Dropping his head, Grif continued the uphill slog, prodded in the back by his own gun every time his feet lost purchase atop bramble and the porous black rock that gave the range its name. Another scuffle sounded off to the right as they climbed, causing Evie to jolt and stumble. She apparently saw no irony in clinging to Grif’s arm to right herself as she took aim into the darkness, before quickly swinging the barrel of his gun back up and into his side.
“Coyotes,” he muttered, the last of his celestial eyesight pulsing as he spotted a four-legged creature. Evie shivered and shoved him forward, in front of her. He could have shoved back, it wouldn’t take much, but forward was exactly where he wanted to be. He was so tired of living in the past.
He was suddenly so very tired of it all.
Finally, the bobbing beam of light found the hillside’s first crest. Darkness still lay on three sides, lousy with coyotes and treasure, but the entire Las Vegas Valley blazed on the fourth, the city lights knifing up into the sky. However, that wasn’t what caused Evie to halt, or to draw in a sharp breath, or to take one uncertain step back.
No, most remarkable were the two figures waiting for them beneath a natural black outcropping. Justin Allen, as massive as ever, looking much like one of the craggy formations around them . . . and Albert Zicaro at his side, standing of his own volition, a shovel propped in front of him like he was a developer breaking ground.
For the second time in an hour, the world shifted around Grif.
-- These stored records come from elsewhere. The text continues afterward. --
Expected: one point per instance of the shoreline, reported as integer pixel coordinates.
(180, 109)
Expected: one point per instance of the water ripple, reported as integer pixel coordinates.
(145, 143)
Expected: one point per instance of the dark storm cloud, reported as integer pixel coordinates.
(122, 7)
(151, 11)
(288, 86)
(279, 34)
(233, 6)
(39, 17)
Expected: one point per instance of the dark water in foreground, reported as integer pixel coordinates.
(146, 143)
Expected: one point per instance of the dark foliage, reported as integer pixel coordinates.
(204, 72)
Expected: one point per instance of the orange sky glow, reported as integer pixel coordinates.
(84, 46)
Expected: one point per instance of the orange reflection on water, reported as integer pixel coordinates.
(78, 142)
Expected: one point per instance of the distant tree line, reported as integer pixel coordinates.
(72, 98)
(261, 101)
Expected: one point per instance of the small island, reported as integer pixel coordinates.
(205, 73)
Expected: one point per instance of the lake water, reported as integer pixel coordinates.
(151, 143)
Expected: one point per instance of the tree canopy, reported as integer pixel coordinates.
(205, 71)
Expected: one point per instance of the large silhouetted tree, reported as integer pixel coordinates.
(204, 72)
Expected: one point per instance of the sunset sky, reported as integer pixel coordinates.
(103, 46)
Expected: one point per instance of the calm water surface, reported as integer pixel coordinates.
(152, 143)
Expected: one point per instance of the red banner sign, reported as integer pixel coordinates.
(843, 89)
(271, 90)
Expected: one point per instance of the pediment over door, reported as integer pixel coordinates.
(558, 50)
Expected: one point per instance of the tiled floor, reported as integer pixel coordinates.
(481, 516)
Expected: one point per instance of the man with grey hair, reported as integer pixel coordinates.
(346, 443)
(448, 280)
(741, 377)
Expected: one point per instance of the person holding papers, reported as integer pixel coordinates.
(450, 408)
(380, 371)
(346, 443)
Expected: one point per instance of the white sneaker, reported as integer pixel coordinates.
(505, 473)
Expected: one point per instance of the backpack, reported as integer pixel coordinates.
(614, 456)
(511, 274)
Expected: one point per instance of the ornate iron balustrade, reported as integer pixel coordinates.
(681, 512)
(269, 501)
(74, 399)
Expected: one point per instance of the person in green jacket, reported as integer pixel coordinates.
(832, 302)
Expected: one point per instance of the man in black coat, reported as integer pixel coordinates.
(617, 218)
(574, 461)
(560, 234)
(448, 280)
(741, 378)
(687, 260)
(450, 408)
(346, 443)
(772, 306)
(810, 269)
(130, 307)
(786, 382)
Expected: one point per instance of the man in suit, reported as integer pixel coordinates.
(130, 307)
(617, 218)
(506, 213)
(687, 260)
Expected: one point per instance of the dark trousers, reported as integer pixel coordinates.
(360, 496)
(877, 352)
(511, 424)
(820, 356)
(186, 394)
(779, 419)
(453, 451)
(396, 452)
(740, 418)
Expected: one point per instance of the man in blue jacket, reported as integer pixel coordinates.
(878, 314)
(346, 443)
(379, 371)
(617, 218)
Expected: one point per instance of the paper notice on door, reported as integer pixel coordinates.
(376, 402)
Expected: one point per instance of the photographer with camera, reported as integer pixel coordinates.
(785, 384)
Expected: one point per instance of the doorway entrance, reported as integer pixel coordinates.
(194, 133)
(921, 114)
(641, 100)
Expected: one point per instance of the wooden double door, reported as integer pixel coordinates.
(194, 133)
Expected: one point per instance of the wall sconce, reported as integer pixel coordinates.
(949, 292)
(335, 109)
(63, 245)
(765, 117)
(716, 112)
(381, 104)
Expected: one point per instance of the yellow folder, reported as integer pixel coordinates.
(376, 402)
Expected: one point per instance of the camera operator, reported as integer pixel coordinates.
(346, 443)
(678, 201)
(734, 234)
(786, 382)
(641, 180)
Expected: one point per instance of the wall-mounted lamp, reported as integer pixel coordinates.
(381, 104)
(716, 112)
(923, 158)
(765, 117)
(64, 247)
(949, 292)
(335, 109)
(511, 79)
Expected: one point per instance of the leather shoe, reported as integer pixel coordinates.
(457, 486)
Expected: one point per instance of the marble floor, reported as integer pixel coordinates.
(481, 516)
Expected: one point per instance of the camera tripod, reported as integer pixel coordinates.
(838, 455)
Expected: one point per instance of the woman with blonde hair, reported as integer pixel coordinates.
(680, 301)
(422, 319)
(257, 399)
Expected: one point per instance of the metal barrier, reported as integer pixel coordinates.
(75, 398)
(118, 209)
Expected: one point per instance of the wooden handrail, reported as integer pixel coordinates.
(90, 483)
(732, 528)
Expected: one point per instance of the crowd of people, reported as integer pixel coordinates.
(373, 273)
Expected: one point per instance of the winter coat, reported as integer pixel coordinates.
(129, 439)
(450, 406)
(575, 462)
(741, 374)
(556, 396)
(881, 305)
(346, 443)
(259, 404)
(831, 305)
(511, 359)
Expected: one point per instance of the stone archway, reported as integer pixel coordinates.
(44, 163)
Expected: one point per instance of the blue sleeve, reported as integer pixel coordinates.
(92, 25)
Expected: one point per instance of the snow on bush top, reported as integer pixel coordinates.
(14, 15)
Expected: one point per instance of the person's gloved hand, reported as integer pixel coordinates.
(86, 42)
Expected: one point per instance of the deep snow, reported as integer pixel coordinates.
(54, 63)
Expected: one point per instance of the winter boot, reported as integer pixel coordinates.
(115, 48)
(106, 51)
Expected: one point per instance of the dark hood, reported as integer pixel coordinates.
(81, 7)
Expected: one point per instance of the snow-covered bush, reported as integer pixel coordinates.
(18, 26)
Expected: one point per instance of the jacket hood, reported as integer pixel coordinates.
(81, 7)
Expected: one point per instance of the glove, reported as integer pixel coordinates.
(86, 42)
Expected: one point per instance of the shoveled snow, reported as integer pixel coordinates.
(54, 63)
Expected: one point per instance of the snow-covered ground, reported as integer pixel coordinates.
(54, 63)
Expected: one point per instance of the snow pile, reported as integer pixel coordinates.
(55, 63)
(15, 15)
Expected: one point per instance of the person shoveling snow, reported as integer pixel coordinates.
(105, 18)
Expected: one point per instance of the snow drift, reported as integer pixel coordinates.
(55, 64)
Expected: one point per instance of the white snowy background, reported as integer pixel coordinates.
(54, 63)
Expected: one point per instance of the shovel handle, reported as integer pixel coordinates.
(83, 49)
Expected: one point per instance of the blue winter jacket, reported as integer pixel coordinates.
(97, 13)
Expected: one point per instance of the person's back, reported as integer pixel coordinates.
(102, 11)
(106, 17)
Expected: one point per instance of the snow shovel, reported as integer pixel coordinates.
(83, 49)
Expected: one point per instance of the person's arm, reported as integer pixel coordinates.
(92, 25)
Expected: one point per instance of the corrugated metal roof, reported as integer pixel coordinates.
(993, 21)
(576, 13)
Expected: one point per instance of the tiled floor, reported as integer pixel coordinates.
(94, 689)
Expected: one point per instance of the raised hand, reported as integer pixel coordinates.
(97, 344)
Another trick, he realized, blinking hard. The world was chock-full of them.
But then Grif caught the uneasy smile on Evie’s face and recognized it as the one she wore when trying to work out anything, from a crossword puzzle to the handling of a nosy neighbor. She was plotting a course of action, taking inventory of her options. Whatever her thoughts as she studied Zicaro, Grif didn’t think she looked nearly as frightened as she should have. Then again, she was using him as a shield.
“Where?” was all Zicaro said.
Instead of answering, Evie just pulled her fur more closely around her shoulders. “You know, Sal always said there were only two durable things in this godforsaken valley. Bills and boulders. He spent the bills, or at least I spent them for him, and marked the graves of his enemies with headstones carved from the valley’s mountain ranges.”
Grif thought she was stalling again. Zicaro clearly did, too, because his face was shifting into a snarl, but Evie just reached out—gun still steady at Grif’s back—and guided his hand, forcing him to scan the hillside with the flashlight. She dismissed the foreground, the jutting outcropping, but jerked the beam back suddenly, a smile in her voice. “There.”
“Watch her,” Zicaro told Justin as he turned to scour the mountainside, and Justin—eyes trained on Evie like dual moons in the night—began edging toward her as Zicaro stumbled around behind him. Knowing she was outnumbered, Evie didn’t move. She couldn’t keep her gun trained at Grif’s back and on Justin—or Zicaro—at the same time. He had to hand it to the old girl, though. Instead of panicking, she fell even stiller, that strange expression fixed to her face.
“Here!” Zicaro finally called, a note of triumph causing his voice to tremble. Justin waved them forward with his gun. Despite his failing eyesight, Grif then spotted it, too, the giant slab of pink sandstone that was indigenous to this valley . . . but not to the Black Mountains.